Question

I have a very large collection (~7M items) in MongoDB, primarily consisting of documents with three fields.

I'd like to be able to iterate over all the unique values for one of the fields, in an expedient manner.

Currently, I'm querying for just that field, and then processing the returned results by iterating on the cursor for uniqueness. This works, but it's rather slow, and I suspect there must be a better way.

I know mongo has the db.collection.distinct() function, but this is limited by the maximum BSON size (16 MB), which my dataset exceeds.

Is there any way to iterate over something similar to the db.collection.distinct(), but using a cursor or some other method, so the record-size limit isn't as much of an issue?

I think maybe something like the map/reduce functionality would possibly be suited for this kind of thing, but I don't really understand the map-reduce paradigm in the first place, so I have no idea what I'm doing. The project I'm working on is partially to learn about working with different database tools, so I'm rather inexperienced.

I'm using PyMongo if it's relevant (I don't think it is). This should be mostly dependent on MongoDB alone.


Example:

For this dataset:

{"basePath" : "foo", "internalPath" : "Neque", "itemhash": "49f4c6804be2523e2a5e74b1ffbf7e05"}
{"basePath" : "foo", "internalPath" : "porro", "itemhash": "ffc8fd5ef8a4515a0b743d5f52b444bf"}
{"basePath" : "bar", "internalPath" : "quisquam", "itemhash": "cf34a8047defea9a51b4a75e9c28f9e7"}
{"basePath" : "baz", "internalPath" : "est", "itemhash": "c07bc6f51234205efcdeedb7153fdb04"}
{"basePath" : "foo", "internalPath" : "qui", "itemhash": "5aa8cfe2f0fe08ee8b796e70662bfb42"}

What I'd like to do is iterate over just the basePath field. For the above dataset, this means I'd iterate over foo, bar, and baz just once each.

I'm not sure if it's relevant, but the DB I have is structured so that while each field is not unique, the aggregate of all three is unique (this is enforced with an index).
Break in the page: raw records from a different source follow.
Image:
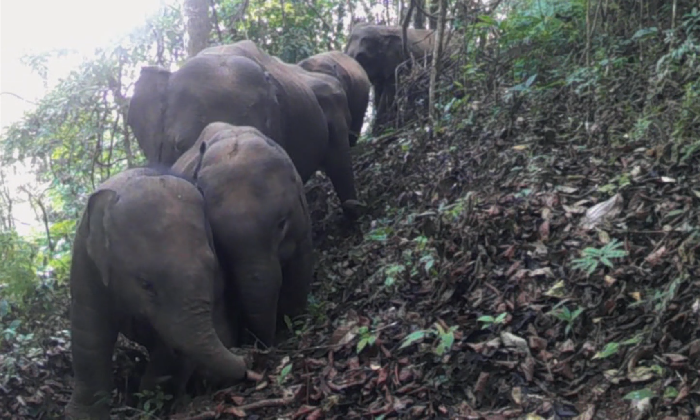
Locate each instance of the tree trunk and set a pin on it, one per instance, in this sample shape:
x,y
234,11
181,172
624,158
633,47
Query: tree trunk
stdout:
x,y
433,11
437,56
419,16
198,26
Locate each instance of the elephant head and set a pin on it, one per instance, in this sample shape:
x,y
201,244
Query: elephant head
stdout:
x,y
143,256
169,109
259,217
353,79
379,50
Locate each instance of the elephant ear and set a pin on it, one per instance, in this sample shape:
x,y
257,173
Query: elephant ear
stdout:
x,y
98,237
393,55
147,110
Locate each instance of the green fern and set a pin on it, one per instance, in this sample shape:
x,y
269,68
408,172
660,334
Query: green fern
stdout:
x,y
594,256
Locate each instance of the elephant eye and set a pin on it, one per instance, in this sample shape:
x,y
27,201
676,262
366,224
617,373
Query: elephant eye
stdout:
x,y
146,285
282,225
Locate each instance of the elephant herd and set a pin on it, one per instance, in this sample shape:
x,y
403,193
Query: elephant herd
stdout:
x,y
213,237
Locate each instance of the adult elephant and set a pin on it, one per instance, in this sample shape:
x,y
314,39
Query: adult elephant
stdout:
x,y
379,50
241,85
315,118
144,264
260,222
169,109
353,79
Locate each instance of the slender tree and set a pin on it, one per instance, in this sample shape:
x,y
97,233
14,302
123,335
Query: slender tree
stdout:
x,y
198,25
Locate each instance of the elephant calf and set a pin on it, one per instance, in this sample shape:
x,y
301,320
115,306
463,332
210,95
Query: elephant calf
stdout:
x,y
353,79
314,116
260,221
144,264
379,50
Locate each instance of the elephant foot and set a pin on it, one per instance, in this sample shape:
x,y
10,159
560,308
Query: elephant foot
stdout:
x,y
75,411
353,209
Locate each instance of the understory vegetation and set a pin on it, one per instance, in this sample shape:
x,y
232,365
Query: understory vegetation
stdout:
x,y
531,249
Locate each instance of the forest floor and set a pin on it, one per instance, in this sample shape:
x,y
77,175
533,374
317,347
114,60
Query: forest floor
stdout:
x,y
475,222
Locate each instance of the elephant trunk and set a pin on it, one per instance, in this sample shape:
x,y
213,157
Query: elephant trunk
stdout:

The query and filter operation I'm currently using (note: I'm restricting the query to a subset of the items to reduce processing time):

    self.log.info("Running path query")
    itemCursor = self.dbInt.coll.find({"basePath": pathRE}, fields={'_id': False, 'internalPath': False, 'itemhash': False}, exhaust=True)
    self.log.info("Query complete. Processing")
    self.log.info("Query returned %d items", itemCursor.count())
    self.log.info("Filtering returned items to require uniqueness.")
    items = set()
    for item in itemCursor:
        # print item
        items.add(item["basePath"])

    self.log.info("total unique items = %s", len(items))

Running the same query with self.dbInt.coll.distinct("basePath") results in OperationFailure: command SON([('distinct', u'deduper_collection'), ('key', 'basePath')]) failed: exception: distinct too big, 16mb cap


Ok, here is the solution I wound up using. I'd add it as an answer, but I don't want to detract from the actual answers that got me here.

    reStr = "^%s" % fqPathBase
    pathRE = re.compile(reStr)
    self.log.info("Running path query")

    pipeline = [
        { "$match" :
            {
                "basePath" : pathRE
            }
        },
        # Group the keys
        {"$group":
            {
                "_id": "$basePath"
            }
        },

        # Output to a collection "tmp_unique_coll"
        {"$out": "tmp_unique_coll"}
        ]

    itemCursor = self.dbInt.coll.aggregate(pipeline, allowDiskUse=True)
    itemCursor = self.dbInt.db.tmp_unique_coll.find(exhaust=True)

    self.log.info("Query complete. Processing")
    self.log.info("Query returned %d items", itemCursor.count())
    self.log.info("Filtering returned items to require uniqueness.")
    items = set()
    retItems = 0
    for item in itemCursor:
        retItems += 1
        items.add(item["_id"])


    self.log.info("Recieved items = %d", retItems)
    self.log.info("total unique items = %s", len(items))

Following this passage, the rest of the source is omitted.